The common types of sympathetic pain in cancer pain clinic are as follows.
(1) Burning neuralgia in diffuse surgical scar area, ipsilateral upper limb, axilla and shoulder after radical breast cancer surgery, swelling, bruising and burning pain in upper limb caused by upper chest tumor invading brachial plexus nerve or large blood vessels, etc. Cervical sympathetic nerve intervention is effective.
(2) Chest pain, upper limb pain and upper abdominal pain caused by lung cancer and malignant tumor metastasis can be treated with thoracic sympathetic ganglion intervention.
(3) Pain caused by tumors of pancreatic, hepatobiliary, gastric and other upper abdominal organs or metastatic cancer pain in the upper abdomen can often be completely controlled by abdominal plexus intervention. However, sometimes spinal nerve block is needed to achieve the best effect. If the tumor invades both the abdominal wall and the posterior peritoneum, it often manifests as deep pain in the upper abdomen and the belt of the lower back, and the effect of abdominal plexus intervention alone is not satisfactory. If combined with subarachnoid block, it can improve analgesia.

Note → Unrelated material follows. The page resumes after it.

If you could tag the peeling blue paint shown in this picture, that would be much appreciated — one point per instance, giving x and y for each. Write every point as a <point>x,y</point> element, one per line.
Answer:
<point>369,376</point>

(4) For pain caused by tumors in the lower abdomen and pelvic viscera, lower abdominal plexus intervention is feasible.
(5) The lower limb lymphatic drainage edema and burning neuralgia caused by pelvic and pelvic visceral tumors can be relieved by lumbar sympathetic ganglion interventions.
(6) In situ anal pain or metastatic cancer pain in the anal region after rectal cancer surgery, interventional treatment of odd ganglion is feasible. Commonly used drugs include anhydrous ethanol, 5-7% phenol glycerin, local anesthetics, etc. In principle, the “anti-inflammatory and analgesic solution” prepared by local anesthetics plus glucocorticoids and vitamins is not used. Commonly used physical methods include radiofrequency thermal coagulation technology, etc.
Cancer pain is a complex pain syndrome, which requires not only comprehensive medical treatment, but also the cooperation of patients’ family members and their own psychological treatment to reduce the psychological burden, minimize patients’ pain and improve their quality of life. It is the most ideal requirement for clinicians, patients and their patients’ families to let patients spend a pain-free life within their limited life time.